I have shot five 300 rounds with it, All were 300's with no less than 51 x's. My valley is short, almost as soon as it drops off it hits the back wall... and pulling aginst a drawstop on both cams... its extremely solid. Never creep tuned it, i have "walk back" tuned it though... hits the same hole. Gotta love it


----------



## kasey3420 (Apr 3, 2010)

*pearson advantage*

i have been shooting 3d shoots for about 25 years and have several state championships to my name and have shot about every brand of bow out there and i have never and i mean never shot a bow that feels as good or shoots as good as this bow i just got it yesterday and i love it it makes me want to shoot it more and more everytime i pull the trigger. it shoots so good it seems almost unfair...


----------



## jim p (Oct 29, 2003)

Everything that I am hearing about this bow is good. How is the draw length adjusted on the bow? Do you use modules and then adjust the draw stops?


----------



## pabowman (Jun 19, 2005)

jim p said:


> Everything that I am hearing about this bow is good. How is the draw length adjusted on the bow? Do you use modules and then adjust the draw stops?


Depends on the cam system you get, The R2B2 cams are draw length specific. The Legend cams are modular... I have used both on my Advantage, If I had to choose one to stick with, it would be the R2B2's... I just seemed to shoot better with them... of course i was shooting alot of indoor spots with them, and now have moved outside to 3-d using the Legend cams, so that might have something to do with it?


----------



## asa_low12 (Mar 15, 2008)

I've been shooting the advantage for a month or two now and have shot several 300 vegas rounds with 22x's being the highest. Had a "bad" day and had a 300 15x a few days ago. That's the lowest x count i've had with it. I've shot quite a few rounds and the lowest has been 298 vegas. One of the 299 rounds I had the 9 came on the last shot. 

I've also shot a lot of 3d with it and have shot some really good scores with it on known distance. I shot 17 up (first target was a 5 on a wolf in an open field in very high wind gusts) and shot 8 up on the known distance day of an asa. 

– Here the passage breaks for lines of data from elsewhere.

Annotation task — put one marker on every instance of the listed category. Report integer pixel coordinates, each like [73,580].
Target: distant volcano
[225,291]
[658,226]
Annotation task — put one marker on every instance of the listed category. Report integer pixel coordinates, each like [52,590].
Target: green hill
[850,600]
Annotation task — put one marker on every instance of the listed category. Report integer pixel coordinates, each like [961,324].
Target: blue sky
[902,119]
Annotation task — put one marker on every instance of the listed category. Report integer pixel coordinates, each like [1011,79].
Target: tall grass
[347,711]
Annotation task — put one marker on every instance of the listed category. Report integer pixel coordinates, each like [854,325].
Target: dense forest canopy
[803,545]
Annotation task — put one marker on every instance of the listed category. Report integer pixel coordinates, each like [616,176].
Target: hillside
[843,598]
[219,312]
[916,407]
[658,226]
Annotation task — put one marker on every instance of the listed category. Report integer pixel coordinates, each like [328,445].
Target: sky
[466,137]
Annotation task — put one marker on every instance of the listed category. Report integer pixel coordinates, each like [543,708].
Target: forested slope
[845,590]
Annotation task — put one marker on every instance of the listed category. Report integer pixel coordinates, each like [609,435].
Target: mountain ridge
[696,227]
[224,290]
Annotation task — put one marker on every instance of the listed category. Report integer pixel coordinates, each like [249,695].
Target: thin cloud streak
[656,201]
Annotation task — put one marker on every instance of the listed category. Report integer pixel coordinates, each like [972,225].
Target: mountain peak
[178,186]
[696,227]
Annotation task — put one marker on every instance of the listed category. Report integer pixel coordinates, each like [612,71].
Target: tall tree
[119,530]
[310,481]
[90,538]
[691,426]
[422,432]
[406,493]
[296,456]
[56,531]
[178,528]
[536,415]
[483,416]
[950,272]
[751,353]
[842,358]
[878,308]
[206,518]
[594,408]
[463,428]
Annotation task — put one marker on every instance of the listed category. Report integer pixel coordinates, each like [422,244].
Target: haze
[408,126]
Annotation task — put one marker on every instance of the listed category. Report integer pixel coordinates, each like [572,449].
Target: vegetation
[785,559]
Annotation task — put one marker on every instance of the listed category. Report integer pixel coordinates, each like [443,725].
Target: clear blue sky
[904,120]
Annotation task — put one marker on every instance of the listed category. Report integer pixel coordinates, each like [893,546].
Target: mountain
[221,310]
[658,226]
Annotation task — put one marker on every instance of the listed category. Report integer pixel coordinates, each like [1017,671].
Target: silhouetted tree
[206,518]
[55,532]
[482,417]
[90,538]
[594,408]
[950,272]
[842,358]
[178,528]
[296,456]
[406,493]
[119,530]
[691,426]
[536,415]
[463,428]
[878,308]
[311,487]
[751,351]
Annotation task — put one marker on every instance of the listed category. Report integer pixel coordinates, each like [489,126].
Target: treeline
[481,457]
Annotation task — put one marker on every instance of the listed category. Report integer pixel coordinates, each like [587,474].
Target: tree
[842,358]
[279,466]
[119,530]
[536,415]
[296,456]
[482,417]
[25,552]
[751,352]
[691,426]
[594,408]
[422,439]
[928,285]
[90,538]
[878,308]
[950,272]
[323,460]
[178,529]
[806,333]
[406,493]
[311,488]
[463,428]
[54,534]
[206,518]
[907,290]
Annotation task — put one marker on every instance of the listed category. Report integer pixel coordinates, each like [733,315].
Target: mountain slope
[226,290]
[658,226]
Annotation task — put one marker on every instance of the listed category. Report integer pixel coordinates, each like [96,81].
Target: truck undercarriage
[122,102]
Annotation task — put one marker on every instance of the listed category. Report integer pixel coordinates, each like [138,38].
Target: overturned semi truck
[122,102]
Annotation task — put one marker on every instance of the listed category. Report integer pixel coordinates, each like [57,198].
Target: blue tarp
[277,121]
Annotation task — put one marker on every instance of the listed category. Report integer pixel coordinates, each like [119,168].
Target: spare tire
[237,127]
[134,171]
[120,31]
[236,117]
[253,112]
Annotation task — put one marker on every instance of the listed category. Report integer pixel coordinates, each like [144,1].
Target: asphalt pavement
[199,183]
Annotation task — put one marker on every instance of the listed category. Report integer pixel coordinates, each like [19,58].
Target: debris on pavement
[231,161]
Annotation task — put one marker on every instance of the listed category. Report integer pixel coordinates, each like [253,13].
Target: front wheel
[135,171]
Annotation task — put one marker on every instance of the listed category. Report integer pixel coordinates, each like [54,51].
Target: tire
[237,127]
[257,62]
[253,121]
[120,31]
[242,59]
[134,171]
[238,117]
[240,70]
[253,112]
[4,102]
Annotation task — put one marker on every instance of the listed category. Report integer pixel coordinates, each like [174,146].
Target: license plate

To be honest I have shot a couple of pretty crappy scores with the bow to but it was totally my fault. At the Paris asa I ended up putting over 3 yards on my tape the whole time I was there and shot low the whole time and shot 1.5 yards low when I got back home. I checked the ata and it was dead perfect. I then suspected the peep moving ( I tied it in and didn't do a good job becuase I was in a hurry). So I measured the peep and then shot my normal practice rounds for 3 days and measured and it was already 1/16th lower after about 200 shots. I really feel i'll be back on track now with the peep issue fixed. Most every "bad" shot with this bow has been up and down due to yardage or peep moving. I just don't hardly miss left and right with this thin grip. I shot all the way out to 120 yards and was keeping a foot groups with a mild wind.

You won't be let down by it:wink:


----------



## Shady1881 (Aug 23, 2006)

I just got mine today. This is by far the best shooting bow I have ever shot. I am extremely happy with the bow and the.service with Pearson. Smooth draw and a rock solid backwall and no vibration. I cant wait till daylight just so I can shoot it again. I was told I could not shoot it in the house anymore. I highly recommend if you have a chance to shoot this bow do it. If you see someone with one just ask I am sure they won't mind. Thanks again guys at Pearson for building such a great bow.


----------



## Shady1881 (Aug 23, 2006)

I just got mine today. This is by far the best shooting bow I have ever shot. I am extremely happy with the bow and the.service with Pearson. Smooth draw and a rock solid backwall and no vibration. I cant wait till daylight just so I can shoot it again. I was told I could not shoot it in the house anymore. I highly recommend if you have a chance to shoot this bow do it. If you see someone with one just ask I am sure they won't mind. Thanks again guys at Pearson for building such a great bow.


----------